Note that the query generated by the model in the second question incorporates the conversational context.

The [LangSmith](https://smith.langchain.com/public/28e6179f-fc56-45e1-9028-447d76352c14/r) trace is particularly informative here, as we can see exactly what messages are visible to our chat model at each step.

### Agents
Agents leverage the reasoning capabilities of LLMs to make decisions during execution. Using agents allows you to offload additional discretion over the retrieval process. Although their behavior is less predictable than the above "chain", they are able to execute multiple retrieval steps in service of a query, or iterate on a single search.

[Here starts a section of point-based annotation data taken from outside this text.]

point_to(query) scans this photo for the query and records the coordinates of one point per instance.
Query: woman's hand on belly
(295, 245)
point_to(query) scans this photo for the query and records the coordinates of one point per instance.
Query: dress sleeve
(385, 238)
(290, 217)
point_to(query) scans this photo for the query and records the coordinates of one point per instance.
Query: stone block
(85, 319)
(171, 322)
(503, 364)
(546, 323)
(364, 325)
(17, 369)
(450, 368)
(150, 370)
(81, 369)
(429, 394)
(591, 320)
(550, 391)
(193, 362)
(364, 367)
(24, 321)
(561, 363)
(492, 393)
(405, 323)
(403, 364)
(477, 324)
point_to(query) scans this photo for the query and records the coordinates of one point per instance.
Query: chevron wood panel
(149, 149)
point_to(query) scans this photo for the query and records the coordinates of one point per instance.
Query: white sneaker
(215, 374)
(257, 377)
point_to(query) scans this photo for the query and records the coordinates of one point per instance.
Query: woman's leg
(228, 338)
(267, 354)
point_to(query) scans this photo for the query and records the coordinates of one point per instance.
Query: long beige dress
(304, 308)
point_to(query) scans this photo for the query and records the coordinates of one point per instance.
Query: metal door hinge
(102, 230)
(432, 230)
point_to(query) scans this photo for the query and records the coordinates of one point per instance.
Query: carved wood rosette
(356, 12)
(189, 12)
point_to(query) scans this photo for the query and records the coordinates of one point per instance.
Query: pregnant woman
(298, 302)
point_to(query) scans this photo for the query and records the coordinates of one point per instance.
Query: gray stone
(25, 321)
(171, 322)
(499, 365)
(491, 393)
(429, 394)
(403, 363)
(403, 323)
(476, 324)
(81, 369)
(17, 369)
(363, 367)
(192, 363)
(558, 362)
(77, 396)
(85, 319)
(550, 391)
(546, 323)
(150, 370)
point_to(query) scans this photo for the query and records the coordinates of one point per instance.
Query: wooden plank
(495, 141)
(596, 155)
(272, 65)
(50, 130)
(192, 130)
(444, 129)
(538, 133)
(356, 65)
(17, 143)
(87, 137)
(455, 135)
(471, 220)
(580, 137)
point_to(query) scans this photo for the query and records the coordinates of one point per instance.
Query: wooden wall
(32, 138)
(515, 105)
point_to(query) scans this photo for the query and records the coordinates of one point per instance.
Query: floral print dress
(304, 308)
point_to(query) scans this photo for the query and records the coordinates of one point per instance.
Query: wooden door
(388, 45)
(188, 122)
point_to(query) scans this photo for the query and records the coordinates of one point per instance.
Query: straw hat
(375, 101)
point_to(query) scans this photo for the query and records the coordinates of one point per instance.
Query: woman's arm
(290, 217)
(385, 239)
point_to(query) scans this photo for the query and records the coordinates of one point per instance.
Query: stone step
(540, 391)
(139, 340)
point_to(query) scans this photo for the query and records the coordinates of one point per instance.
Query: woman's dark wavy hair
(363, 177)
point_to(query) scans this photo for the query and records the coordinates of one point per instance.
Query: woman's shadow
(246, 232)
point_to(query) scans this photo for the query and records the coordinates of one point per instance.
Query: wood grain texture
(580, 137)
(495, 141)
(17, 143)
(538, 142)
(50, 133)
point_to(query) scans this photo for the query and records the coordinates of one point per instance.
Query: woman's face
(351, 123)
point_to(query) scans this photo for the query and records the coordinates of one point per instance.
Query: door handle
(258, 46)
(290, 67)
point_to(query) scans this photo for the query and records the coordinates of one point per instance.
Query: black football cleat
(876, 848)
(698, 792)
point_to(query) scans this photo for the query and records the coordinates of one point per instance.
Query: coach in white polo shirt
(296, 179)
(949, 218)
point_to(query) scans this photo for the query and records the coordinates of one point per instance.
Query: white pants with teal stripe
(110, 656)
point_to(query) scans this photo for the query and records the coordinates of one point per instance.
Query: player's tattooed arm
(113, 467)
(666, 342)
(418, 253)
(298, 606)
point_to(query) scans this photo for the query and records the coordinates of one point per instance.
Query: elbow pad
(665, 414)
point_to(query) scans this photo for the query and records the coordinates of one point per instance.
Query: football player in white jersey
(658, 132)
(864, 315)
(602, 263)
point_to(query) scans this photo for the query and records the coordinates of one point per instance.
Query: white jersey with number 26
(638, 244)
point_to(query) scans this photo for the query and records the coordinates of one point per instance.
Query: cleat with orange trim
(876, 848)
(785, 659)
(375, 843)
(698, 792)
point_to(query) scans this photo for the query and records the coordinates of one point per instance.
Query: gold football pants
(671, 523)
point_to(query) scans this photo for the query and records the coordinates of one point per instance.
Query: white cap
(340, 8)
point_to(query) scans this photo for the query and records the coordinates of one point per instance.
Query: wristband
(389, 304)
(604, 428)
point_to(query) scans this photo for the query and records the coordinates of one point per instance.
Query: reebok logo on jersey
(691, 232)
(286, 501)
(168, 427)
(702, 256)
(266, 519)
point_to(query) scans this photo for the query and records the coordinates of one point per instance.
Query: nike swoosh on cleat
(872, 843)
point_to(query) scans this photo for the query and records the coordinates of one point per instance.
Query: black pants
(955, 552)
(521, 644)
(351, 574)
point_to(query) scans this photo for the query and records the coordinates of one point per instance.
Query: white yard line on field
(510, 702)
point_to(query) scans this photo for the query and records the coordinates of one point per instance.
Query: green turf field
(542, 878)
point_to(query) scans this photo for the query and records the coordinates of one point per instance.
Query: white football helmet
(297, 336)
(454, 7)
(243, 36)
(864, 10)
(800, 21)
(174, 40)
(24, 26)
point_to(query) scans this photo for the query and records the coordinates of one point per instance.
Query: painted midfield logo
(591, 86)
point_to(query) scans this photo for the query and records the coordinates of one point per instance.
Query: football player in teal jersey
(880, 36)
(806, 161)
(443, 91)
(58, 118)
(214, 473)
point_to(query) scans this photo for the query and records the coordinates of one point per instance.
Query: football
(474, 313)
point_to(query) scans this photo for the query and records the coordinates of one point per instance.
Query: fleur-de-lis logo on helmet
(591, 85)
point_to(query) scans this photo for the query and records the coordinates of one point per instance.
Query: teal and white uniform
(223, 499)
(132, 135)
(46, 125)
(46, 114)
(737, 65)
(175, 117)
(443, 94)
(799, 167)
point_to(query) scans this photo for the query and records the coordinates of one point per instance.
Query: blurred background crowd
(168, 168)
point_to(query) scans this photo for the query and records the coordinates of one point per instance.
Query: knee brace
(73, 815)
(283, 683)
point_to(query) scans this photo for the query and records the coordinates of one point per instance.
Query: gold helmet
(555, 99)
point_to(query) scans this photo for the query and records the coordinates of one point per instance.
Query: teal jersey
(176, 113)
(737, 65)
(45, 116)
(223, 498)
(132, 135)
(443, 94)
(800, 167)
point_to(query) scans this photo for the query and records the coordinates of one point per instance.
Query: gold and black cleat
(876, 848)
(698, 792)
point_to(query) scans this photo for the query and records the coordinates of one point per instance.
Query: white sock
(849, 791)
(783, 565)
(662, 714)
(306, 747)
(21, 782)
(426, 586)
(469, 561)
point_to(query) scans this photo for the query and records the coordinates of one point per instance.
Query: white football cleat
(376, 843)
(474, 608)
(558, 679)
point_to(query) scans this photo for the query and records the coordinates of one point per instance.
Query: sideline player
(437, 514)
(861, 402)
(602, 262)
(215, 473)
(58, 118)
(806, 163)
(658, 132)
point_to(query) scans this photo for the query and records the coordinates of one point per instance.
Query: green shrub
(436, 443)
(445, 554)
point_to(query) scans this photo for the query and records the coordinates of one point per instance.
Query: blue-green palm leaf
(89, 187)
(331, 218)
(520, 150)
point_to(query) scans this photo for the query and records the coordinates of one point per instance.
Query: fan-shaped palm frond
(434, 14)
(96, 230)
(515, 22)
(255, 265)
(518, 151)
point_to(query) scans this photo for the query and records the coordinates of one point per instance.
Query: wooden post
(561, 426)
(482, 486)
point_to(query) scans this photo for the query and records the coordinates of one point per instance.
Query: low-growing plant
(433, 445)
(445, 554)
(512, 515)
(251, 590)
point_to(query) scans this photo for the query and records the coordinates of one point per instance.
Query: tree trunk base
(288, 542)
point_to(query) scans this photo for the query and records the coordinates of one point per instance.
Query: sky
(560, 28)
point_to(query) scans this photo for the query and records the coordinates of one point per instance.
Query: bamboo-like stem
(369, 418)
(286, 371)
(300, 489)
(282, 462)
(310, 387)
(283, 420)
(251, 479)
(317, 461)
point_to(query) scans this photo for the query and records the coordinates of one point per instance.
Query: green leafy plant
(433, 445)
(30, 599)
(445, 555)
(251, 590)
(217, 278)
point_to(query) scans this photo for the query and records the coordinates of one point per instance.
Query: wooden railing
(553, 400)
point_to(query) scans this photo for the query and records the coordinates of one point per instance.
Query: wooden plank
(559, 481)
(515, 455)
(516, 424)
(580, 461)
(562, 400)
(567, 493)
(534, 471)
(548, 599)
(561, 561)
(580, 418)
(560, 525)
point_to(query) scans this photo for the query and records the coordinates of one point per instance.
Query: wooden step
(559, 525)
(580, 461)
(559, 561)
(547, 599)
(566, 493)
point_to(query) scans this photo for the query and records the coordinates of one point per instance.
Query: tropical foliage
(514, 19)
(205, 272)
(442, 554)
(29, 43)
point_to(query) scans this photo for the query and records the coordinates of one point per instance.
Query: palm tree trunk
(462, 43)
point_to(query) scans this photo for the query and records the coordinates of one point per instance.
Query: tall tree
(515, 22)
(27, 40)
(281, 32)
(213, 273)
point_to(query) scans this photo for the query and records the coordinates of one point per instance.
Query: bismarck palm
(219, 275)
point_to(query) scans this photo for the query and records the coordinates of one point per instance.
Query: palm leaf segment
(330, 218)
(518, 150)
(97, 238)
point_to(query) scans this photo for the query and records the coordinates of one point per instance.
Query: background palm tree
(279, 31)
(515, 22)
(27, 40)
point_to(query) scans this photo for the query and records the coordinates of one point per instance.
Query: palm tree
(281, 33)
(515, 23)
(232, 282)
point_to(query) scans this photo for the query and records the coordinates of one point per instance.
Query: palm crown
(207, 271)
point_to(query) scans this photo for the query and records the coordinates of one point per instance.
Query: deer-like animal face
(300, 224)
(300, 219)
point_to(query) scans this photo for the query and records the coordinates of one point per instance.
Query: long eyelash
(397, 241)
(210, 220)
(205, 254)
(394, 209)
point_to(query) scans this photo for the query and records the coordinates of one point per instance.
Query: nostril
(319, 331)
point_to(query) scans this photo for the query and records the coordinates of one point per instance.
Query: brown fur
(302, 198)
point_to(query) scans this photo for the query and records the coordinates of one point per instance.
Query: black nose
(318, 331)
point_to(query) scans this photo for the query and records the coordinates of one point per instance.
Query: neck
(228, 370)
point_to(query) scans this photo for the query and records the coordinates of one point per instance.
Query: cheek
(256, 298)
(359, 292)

Below we assemble a minimal RAG agent. Using LangGraph's pre-built ReAct agent constructor, we can do this in one line.

In [None]:
from langgraph.prebuilt import create_react_agent

agent = create_react_agent(llm, [retrieve], checkpointer=memory)

In [None]:
from IPython.display import Image, display

try:
    display(Image(agent.get_graph().draw_mermaid_png()))
except Exception:
    pass

The key difference from our earlier implementation is that instead of a final generation step that ends the run, here the tool invocation loops back to the original LLM call. The model can then either answer the question using the retrieved context, or generate another tool call to obtain more information.

Let's test this out. We construct a question that would typically require an iterative sequence of retrieval steps to answer:

In [None]:
config = {"configurable": {"thread_id": "def234"}}

input_message = (
    "What is the standard method for Task Decomposition?\n\n"
    "Once you get the answer, look up common extensions of that method."
)

for event in agent.stream(
    {"messages": [{"role": "user", "content": input_message}]},
    stream_mode="values",
    config=config,
):
    event["messages"][-1].pretty_print()

Note that the agent:
- Generates a query to search for a standard method for task decomposition;
- Receiving the answer, generates a second query to search for common extensions of it;
- Having received all necessary context, answers the question.

We can see the full sequence of steps, along with latency and other metadata, in the LangSmith trace.